“Lo tau gak kira-kira bar XYZ ada dimana?” tanya Aziz.
“Hmm, gue gak tinggal daerah sini, ini aja baru kali kedua gue ke kota,” jawab Rizky.
“Gue juga gak dari sini,” kata Aziz. “Eh tapi elo kan seumur idup tinggal daerah ini, Vit. Lo masa gak tau?”
“Hmm...gue gak pernah dibawa ayah gue kesini. Kalo seluk beluk hutan Chesne, gue tau.”
“Ah lo pada payah semua! Gue tau, ikutin aja gue.”
Aziz menggaruk-garuk kepalanya yang gak gatal, karena selama dua minggu mereka tinggal bareng, Yayank gak pernah mau ikut turun ke kota Lian bersamanya dan Rizky. Bahkan sebelum kedatangan Cita, mereka hampir tak pernah tahu apa pun tentang Yayank yang menjaga segala informasi pribadinya.
Mereka pun beriringan mengikuti Yayank yang bersepeda di depan. Vito yang selama hidupnya berkisar antara hutan Chesne dan halaman luas pak Besar, terkagum-kagum atas keramaian kota Lian.
Kota Lian tak termasuk kota yang terlalu besar. Ia terasa hangat dengan toko-toko kecilnya di sepanjang jalan, dan orang-orang yang berlalu lalang menyapa satu sama lain. Saat itu waktu makan siang, banyak orang-orang yang keluar masuk restoran sekeluarga, berpasang-pasangan, atau bergerombolan dengan teman. Jalan-jalannya tak terlalu besar, hanya bisa dilewati dua mobil berpapasan, ditambah satu barisan mobil parkir satu arah saja. Cita telah mencopot sepasang roller bladenya dan menggantungkannya di kursi goncengan Rizky. Ia kini berjalan dengan sendal jepitnya yang tadi ia jepitkan disana. Setelah berbelok-belok mengikuti Yayank, kini mereka melewati jalan yang sepanjangnya adalah bar-bar kecil yang belum buka, karena mereka hanya buka mulai di sore hari.
“Tuh dia!” tunjuk Yayank ke pertengahan jalan yang bernama jalan Roberto Coelho, penulis terkenal yang datang dari kota Lian. Bar XYZ tak terlihat jauh berbeda dengan urutan bar-bar disana. Mereka mendekati bar tersebut dan memandangnya dari bagian depannya. Sama sekali belum terliat ada kegiatan sekarang.

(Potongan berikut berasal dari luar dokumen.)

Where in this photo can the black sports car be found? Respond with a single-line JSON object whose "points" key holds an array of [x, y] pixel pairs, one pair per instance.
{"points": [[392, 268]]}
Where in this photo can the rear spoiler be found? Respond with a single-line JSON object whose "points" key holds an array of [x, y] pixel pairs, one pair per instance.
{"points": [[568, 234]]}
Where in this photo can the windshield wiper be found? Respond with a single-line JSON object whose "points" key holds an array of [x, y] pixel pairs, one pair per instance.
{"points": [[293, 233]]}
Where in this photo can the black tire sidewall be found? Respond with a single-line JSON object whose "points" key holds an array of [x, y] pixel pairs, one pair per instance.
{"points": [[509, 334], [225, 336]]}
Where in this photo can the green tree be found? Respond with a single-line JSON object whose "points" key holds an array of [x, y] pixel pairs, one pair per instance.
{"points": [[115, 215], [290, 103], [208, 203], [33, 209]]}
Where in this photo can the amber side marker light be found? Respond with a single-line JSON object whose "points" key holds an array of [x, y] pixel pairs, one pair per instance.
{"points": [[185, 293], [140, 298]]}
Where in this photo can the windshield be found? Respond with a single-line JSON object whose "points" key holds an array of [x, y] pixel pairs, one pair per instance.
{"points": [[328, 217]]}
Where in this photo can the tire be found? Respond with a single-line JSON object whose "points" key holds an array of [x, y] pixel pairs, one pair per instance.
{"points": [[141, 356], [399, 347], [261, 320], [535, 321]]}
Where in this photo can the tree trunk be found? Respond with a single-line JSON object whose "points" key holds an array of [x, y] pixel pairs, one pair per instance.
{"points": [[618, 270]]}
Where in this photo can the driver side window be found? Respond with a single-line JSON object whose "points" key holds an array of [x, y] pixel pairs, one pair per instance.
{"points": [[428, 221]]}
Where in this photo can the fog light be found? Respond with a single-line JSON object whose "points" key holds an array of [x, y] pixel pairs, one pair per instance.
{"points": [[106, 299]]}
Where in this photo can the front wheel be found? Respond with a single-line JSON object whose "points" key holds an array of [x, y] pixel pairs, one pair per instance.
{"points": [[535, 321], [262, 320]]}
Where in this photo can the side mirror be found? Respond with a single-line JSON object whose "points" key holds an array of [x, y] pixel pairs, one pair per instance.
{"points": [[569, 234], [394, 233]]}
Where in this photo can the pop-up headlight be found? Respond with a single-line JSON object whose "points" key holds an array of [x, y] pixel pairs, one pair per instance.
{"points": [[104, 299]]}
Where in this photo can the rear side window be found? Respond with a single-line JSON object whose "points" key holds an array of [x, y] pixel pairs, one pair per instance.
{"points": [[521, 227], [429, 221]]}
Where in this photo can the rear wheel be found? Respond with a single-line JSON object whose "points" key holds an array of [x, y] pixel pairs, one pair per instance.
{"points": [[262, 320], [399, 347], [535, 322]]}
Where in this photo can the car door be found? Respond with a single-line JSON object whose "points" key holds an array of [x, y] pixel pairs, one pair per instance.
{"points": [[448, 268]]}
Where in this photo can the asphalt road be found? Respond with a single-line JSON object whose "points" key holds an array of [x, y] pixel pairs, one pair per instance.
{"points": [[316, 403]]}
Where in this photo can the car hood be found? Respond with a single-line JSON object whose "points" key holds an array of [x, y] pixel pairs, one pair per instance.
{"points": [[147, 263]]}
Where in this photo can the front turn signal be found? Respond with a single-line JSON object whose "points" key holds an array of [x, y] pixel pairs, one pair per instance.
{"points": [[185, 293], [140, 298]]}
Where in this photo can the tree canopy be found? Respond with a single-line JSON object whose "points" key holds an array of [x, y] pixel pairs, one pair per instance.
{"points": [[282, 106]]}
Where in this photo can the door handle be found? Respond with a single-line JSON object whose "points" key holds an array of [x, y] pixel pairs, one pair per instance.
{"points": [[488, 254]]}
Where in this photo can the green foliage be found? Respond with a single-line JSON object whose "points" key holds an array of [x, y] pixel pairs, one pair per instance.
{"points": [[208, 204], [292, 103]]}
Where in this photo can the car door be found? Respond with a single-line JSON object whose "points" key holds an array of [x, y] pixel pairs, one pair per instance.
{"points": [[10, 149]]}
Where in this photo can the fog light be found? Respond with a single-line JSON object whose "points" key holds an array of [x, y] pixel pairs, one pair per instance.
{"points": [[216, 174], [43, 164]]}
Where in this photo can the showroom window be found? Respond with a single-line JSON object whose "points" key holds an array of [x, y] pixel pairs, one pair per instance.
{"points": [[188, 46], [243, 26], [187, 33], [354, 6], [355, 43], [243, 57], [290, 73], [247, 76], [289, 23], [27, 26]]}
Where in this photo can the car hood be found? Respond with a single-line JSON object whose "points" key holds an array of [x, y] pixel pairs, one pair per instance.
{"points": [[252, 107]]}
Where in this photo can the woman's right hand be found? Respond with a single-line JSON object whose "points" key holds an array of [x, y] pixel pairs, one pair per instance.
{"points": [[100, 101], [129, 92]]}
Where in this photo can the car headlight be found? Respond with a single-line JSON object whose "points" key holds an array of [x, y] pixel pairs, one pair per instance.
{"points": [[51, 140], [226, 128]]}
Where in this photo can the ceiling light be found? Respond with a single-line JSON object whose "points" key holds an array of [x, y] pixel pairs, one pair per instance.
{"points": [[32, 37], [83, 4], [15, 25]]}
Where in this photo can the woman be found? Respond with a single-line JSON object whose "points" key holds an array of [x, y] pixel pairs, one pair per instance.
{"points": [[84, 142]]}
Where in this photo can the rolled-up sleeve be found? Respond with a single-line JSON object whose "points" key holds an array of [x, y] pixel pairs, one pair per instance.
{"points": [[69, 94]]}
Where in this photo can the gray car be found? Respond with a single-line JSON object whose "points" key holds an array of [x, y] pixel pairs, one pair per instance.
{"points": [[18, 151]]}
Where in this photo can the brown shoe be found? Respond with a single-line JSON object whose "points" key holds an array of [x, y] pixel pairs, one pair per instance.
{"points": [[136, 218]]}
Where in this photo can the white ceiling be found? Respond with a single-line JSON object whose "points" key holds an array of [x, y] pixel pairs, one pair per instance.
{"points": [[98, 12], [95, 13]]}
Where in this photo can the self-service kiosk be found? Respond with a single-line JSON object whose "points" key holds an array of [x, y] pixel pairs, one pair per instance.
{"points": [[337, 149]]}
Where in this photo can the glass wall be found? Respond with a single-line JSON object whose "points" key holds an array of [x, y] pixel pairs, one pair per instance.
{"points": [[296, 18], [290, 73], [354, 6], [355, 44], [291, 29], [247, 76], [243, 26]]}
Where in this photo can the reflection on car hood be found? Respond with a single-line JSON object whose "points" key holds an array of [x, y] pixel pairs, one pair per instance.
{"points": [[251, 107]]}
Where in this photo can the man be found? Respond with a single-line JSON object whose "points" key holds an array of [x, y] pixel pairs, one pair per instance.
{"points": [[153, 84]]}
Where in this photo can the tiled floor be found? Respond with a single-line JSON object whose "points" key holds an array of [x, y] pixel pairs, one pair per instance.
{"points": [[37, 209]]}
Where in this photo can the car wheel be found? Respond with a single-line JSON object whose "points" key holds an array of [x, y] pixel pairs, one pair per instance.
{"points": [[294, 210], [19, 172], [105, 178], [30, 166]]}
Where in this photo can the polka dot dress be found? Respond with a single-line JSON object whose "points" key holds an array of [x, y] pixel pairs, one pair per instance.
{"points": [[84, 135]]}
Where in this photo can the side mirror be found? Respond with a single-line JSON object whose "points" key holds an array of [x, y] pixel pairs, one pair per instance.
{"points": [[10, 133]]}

“Mau ngapain nih sekarang?” tanya Rizky. “Belum buka, mau tunggu ampe sore apa gimana?”
“Hmm, mau tunggu dimana ya?” cetus Cita. Pertanyaan untuk dirinya sekaligus sahabat-sahabatnya.
“Tapi sampai kapan kita mau nunggunya? Kan kita udah harus balik sebelum jam 7?” tanya Aziz.
“Bar buka jam 6 sore, kita masih punya waktu sebelum gerbang ditutup dan kita terkunci di luar. Sebelum itu kita bisa makan di rumahku, ayo.” Yayank dengan tenang menggiring sepedanya ke arah gang beberapa pintu bar dari situ. Ia kemudian membuka pintu dan terlihat tangga ke bawah tanah. Ternyata di bagian bawah bar-bar adalah apartemen-apartemen kecil yang kumuh.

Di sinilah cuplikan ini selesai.